Visa’s Contactless Cards Vulnerable: Attackers Can Steal up to 999,999.999 in Foreign Currency

Stealing just got a whole lot easier for criminals. Experts at the Newcastle University in the UK discovered a glitch within Visa’s system, that renders their contactless cards vulnerable to drive-by theft of up to 999,999.999 in any foreign currency. The card never even has to leave the victim’s wallet/pocket.

To pull this off, all the criminal needs is an NFC-enabled smartphone (all mid-range devices generally have this). “With just a mobile phone we created a POS terminal that could read a card through a wallet,” informs Martin Emms, the lead researcher of this project. “All the checks are carried out on the card rather than the terminal so at the point of transaction, there is nothing to raise suspicions.  By pre-setting the amount you want to transfer, you can bump your mobile against someone’s pocket or swipe your phone over a wallet left on a table and approve a transaction.  In our tests, it took less than a second for the transaction to be approved,” he adds.
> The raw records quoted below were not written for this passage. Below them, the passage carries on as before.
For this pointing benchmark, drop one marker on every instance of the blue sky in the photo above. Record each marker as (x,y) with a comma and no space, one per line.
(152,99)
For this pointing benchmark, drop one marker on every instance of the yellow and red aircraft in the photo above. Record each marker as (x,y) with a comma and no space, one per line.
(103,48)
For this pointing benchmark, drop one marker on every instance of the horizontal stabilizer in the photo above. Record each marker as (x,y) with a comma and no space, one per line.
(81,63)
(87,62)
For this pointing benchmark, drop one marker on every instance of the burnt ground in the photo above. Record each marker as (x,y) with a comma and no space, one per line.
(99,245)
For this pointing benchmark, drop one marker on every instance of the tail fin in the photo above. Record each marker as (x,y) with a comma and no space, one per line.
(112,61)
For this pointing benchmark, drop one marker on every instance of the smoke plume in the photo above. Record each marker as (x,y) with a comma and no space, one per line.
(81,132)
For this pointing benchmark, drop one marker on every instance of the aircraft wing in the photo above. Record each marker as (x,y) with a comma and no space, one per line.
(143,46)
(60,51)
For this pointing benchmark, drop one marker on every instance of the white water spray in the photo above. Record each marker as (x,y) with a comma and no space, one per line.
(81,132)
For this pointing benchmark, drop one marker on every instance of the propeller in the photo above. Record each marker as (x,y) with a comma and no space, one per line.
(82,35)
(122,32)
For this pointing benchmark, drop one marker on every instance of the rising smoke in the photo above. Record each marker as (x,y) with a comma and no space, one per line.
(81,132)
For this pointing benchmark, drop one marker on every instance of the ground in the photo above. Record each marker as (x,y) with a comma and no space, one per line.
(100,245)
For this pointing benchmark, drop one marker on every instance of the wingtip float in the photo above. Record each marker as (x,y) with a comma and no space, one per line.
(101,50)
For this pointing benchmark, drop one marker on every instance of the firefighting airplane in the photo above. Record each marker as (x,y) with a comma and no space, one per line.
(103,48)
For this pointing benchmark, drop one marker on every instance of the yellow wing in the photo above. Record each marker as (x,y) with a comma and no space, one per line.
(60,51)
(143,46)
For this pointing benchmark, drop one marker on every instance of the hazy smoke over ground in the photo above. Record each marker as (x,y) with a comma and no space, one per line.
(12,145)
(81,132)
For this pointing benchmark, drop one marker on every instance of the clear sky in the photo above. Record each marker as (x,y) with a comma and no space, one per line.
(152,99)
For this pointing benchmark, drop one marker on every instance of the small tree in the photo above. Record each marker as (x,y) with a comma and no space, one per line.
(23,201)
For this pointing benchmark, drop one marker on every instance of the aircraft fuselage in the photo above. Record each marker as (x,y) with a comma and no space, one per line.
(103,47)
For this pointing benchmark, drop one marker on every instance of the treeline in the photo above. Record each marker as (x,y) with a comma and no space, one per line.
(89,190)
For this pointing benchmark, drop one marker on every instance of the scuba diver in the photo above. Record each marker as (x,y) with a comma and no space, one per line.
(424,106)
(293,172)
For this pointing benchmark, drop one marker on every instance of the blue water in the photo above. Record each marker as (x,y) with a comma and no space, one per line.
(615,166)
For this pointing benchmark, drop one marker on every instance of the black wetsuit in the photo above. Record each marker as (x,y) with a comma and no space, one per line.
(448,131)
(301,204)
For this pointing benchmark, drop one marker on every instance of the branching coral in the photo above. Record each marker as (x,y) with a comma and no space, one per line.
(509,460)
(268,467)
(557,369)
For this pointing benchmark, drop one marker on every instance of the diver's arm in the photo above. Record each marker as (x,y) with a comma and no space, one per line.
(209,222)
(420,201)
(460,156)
Visa responded in a statement for BBC and claims that the research did not take into account “multiple safeguards put into place throughout the Visa system. For these reasons we do not believe the findings to be a cause for concern, as it would be very difficult to complete a fraudulent payment of this kind outside a laboratory environment.”

Time will tell whether this type of attack is indeed executable.